Где же свет? — говорит и заглядывает мне за спину, где, вероятнее, лежат тела. Наша ночь в бухте была затишьем перед бурей. Тёмный час перед светом. Я закрываю глаза и отдаюсь владению мужчины, потому что слабое тело отказывается идти. Харрис придерживает меня, заводя в пахнущую больницу, где меня тут же хватают медсестры. Я держалась за рубашку Харриса, а потом он опустил меня на стул. Я удобно села и стоило мне поднять глаза, как меня окружала только медсестры и взрослый врач. Я взглянула в конец коридора, увидев уходящую спину Харриса. Моего света. Моего незнакомца в тёмной рубашке. Моего тёмного незнакомца.
— Они знали, где мы находимся и где будем находиться. Они следили не только за Эйвоном, он скорее был отвлекающим манёвром. Главной целью останешься ты, Тереза, — мы летели уже третий час и его нравоучения о опасности в Италии, и возможных опасностях в Ирландии не переставали вылетать из пухлых губ.
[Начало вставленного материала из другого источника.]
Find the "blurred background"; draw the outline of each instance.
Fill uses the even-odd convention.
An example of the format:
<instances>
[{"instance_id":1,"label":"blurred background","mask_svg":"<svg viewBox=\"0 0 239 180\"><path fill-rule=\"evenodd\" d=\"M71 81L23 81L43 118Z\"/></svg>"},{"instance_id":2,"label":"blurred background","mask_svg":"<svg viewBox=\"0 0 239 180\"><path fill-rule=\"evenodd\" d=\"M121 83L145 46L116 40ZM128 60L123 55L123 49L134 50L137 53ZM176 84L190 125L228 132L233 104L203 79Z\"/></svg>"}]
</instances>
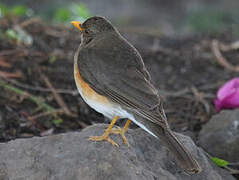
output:
<instances>
[{"instance_id":1,"label":"blurred background","mask_svg":"<svg viewBox=\"0 0 239 180\"><path fill-rule=\"evenodd\" d=\"M237 0L1 0L0 16L12 12L69 24L101 15L121 28L164 35L238 33Z\"/></svg>"}]
</instances>

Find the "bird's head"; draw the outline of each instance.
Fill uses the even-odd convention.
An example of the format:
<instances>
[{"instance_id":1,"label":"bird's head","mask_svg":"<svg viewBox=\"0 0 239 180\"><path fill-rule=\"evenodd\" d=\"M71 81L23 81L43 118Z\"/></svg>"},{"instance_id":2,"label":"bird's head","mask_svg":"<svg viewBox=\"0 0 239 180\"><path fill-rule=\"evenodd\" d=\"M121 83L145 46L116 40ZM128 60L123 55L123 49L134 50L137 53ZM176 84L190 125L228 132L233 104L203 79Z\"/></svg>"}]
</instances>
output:
<instances>
[{"instance_id":1,"label":"bird's head","mask_svg":"<svg viewBox=\"0 0 239 180\"><path fill-rule=\"evenodd\" d=\"M99 16L88 18L84 23L79 21L72 21L71 23L81 31L81 37L85 43L105 33L115 31L115 28L108 20Z\"/></svg>"}]
</instances>

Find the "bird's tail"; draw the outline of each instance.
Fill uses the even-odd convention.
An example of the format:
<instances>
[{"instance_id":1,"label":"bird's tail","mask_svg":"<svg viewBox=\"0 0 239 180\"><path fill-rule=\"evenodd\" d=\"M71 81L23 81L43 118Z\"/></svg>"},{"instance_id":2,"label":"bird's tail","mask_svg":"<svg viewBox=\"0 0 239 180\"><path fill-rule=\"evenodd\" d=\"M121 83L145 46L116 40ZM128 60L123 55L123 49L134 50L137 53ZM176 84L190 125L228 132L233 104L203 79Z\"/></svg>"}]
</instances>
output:
<instances>
[{"instance_id":1,"label":"bird's tail","mask_svg":"<svg viewBox=\"0 0 239 180\"><path fill-rule=\"evenodd\" d=\"M168 149L175 155L180 166L189 174L199 173L201 167L192 154L184 147L171 130L164 130L164 136L160 139L164 141Z\"/></svg>"}]
</instances>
— Мне плевать, я могу за себя постоять. У меня есть охрана, я буду под защитой, — говорила я в ответ, заставив его желваки заходить ходуном. Бледный Эйвон сидел рядом со мной, поедая нарезанные дольками грейпфрут. Запах цитруса щипал ноздри, от чего я морщилась и выглядела нелепо, а не уверенно.
— Охрана? Кто? Твой излюбленный итальянец? — Харрис сверкнул глазами, и я хмыкнула. Конечно, он знал об Энцо, так как у этого мужчины была доскональная информация обо мне и моей жизни.
— Именно. Знаешь, сколько мы не виделись и сколько новых возможностей защиты он поможет мне освоить? — я пылала, когда видела гнев на его лице. Меня возбуждали его эмоции. Он рывком отстегнул ремень и двинулся ко мне, заставив меня сделать то же самое.
— Прошу, займите свои места, — торопливо подбежала стюардесса.
— Что? Ты злишься на меня? Тебе не нравятся мои слова, Харрис? Успокойся и посмотри на белье новенькой стюардессы, тебе ведь это так нравится! Извращенный фетишист! — бурчала я, размахивая руками. Он рывком взял меня за руку и отойдя к своему креслу, сел, притягивая меня к себе. Я с глухим криком плюхнулась на его колени. Он молча сцепил мою талию ремнем, заставив тело буквально вжаться в его рубашку. Харрис опалил моё лицо дыханием, и я замолчала от неожиданности.
— Так устроит? — спросил Харрис у стюардессы, поднимая к ней голову. Она растеряно оглянулась и поняв, что спорить с мужчиной бесполезно, кивнула. Эйвон молча откусывал грейпфрут, смотря на нас с интересом и наклоненной головой.